The ability of neurons to modulate gene expression in response to changing environmental conditions, both during development and throughout life, is necessary for proper brain function. Although the mechanisms responsible for transducing extracellular signals into changes in gene expression remain poorly characterized, S-nitrosylation, which is the covalent attachment of a nitric oxide (NO) moiety to cysteine thiols, has been shown to be critical. In the cerebral cortex, S-nitrosylation of histone deacetylase 2 (HDAC2) is essential for gene expression during neuronal development, however few nuclear targets have been identified to date.
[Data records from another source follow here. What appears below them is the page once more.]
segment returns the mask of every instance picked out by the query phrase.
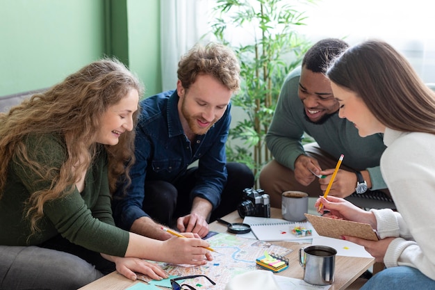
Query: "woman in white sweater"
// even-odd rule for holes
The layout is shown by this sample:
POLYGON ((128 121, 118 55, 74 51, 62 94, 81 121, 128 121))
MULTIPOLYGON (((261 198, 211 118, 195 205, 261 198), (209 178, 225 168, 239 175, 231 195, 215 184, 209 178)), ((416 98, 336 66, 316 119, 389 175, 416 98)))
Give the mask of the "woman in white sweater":
POLYGON ((435 93, 403 56, 379 40, 350 47, 327 74, 339 116, 361 136, 384 134, 381 172, 397 211, 366 211, 334 197, 321 197, 316 206, 377 230, 377 241, 343 237, 386 267, 362 289, 435 289, 435 93))

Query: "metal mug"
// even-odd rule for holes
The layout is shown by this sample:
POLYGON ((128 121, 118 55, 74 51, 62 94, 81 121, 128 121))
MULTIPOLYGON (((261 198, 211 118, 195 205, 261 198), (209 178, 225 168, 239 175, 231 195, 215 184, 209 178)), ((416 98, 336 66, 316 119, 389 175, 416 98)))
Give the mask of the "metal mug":
POLYGON ((336 249, 327 245, 299 249, 299 264, 304 268, 304 281, 314 285, 332 284, 336 254, 336 249))

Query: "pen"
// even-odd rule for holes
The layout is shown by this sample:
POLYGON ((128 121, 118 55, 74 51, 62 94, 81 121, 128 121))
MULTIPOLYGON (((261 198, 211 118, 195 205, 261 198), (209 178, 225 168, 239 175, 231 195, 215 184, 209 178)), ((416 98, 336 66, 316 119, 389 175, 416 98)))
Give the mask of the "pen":
MULTIPOLYGON (((174 236, 178 236, 179 238, 187 238, 187 236, 184 236, 181 234, 179 234, 178 232, 174 232, 174 231, 173 231, 172 229, 167 229, 166 227, 161 227, 161 229, 162 229, 165 232, 167 232, 168 233, 170 233, 171 234, 173 234, 174 236)), ((202 247, 202 248, 204 248, 208 250, 209 251, 218 252, 216 252, 216 250, 215 250, 214 249, 212 249, 210 247, 202 247)))
MULTIPOLYGON (((329 191, 331 190, 331 186, 332 186, 332 183, 334 182, 334 179, 336 178, 336 175, 338 172, 338 168, 340 168, 340 166, 341 165, 341 161, 343 161, 343 159, 345 157, 343 154, 340 155, 340 159, 338 159, 338 162, 337 162, 337 165, 336 166, 335 170, 334 170, 334 173, 332 173, 332 177, 331 177, 331 180, 329 180, 329 183, 328 184, 328 187, 327 187, 327 190, 325 191, 325 194, 323 195, 323 198, 326 198, 328 196, 328 193, 329 193, 329 191)), ((319 211, 322 209, 323 207, 323 204, 320 203, 319 205, 319 211)))

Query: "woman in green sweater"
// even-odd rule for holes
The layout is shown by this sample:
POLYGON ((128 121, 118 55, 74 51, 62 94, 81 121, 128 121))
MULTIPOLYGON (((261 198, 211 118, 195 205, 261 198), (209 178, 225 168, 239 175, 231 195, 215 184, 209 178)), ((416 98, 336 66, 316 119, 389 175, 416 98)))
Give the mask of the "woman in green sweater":
POLYGON ((211 260, 201 239, 157 241, 114 225, 111 193, 134 162, 142 92, 121 63, 104 59, 0 114, 0 289, 76 289, 115 267, 160 280, 166 273, 143 259, 211 260))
Progress in this field of research has been hampered by the technical difficulties associated with the detection of S-nitrosylated nuclear proteins. Here, I took a novel approach by enriching for nuclear proteins of rat cortical neurons before inducing S-nitrosylation with nitrosocysteine (CysNO) and isolating S-nitrosylated proteins using S-nitrosothiol Resin Assisted Capture (SNORAC). Mass spectrometry analysis identified 614 S-nitrosylated nuclear proteins, including potential site(s) of S-nitrosylation for 67% of targets. 612 of these proteins are novel potential targets of S-nitrosylation in cortical neurons and 131 have not been shown to be S-nitrosylated in any system. Two hits, the transcription factor CREB and the histone binding protein RBBP7, were further studied and I confirmed endogenous S-nitrosylation in depolarized cortical neurons for both. In addition, I showed that CREB is S-nitrosylated at cysteines 300/310/337 located within the DNA binding domain, whereas RBBP7 is S-nitrosylated at cysteine 166, which is in a WD-repeat region that regulates protein-protein interactions. Overall, this work comprehensively identifies, for the first time, the nuclear proteins that undergo S-nitrosylation in neurons and highlights S-nitrosylation of CREB and RBBP7 as a candidate mechanism by which NO regulates gene expression in mammalian cells.